If they had been wrong, no harm except to their reputation. If right, they would have saved the $10 billion.
I suggest that the board form an Alaskan Permanent Fund Citizen's Advisory Council whose mission would be to provide real-time, real-life input to board policy-making. Council composition would consist of independent-minded Alaskans who think outside the box, the box being the fiscally dangerous belief that limitless deficit spending and grossly manipulating the money supply promotes prosperity. Look where it's leading us.
Maybe then we can avoid more losses when the second shoe drops.
-- Larry Slone
Anchorage
Fairness Doctrine hysteria is figment of Jenkins' imagination
Paul Jenkins spends an entire column responding to his belief that Democrats are attempting to revive the Fairness Doctrine (Feb. 22). As evidence to support his concerns, he cites an ex-president with no political power, notes that Obama has been consistently against reviving the Fairness Doctrine, and then points to Obama's mundane and obviously true observation that Republican congressmen can't govern effectively while taking their cues from Rush "I hope Obama fails" Limbaugh. So we have two fairly inconsequential quotes and one that directly contradicts the point Jenkins is trying to make.
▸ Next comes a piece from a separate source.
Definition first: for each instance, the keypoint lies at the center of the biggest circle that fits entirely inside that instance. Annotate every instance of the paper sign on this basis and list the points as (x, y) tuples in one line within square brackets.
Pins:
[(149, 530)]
Right-wing blogs and talk radio have been pushing this Fairness Doctrine "controversy" since the November elections even though every major Democrat in Congress has made it clear that they aren't in favor of addressing the Fairness Doctrine any time in the foreseeable future. Many of them, like Obama, have stated that they are actively opposed to reinstating it.
Yet the right wing keeps fear-mongering, insisting that this demon of their paranoid hysteria is an actual threat. Jenkins and those like him might want to think twice before accusing others of smoking crack based only on evidence produced by their own hallucinatory fever dreams.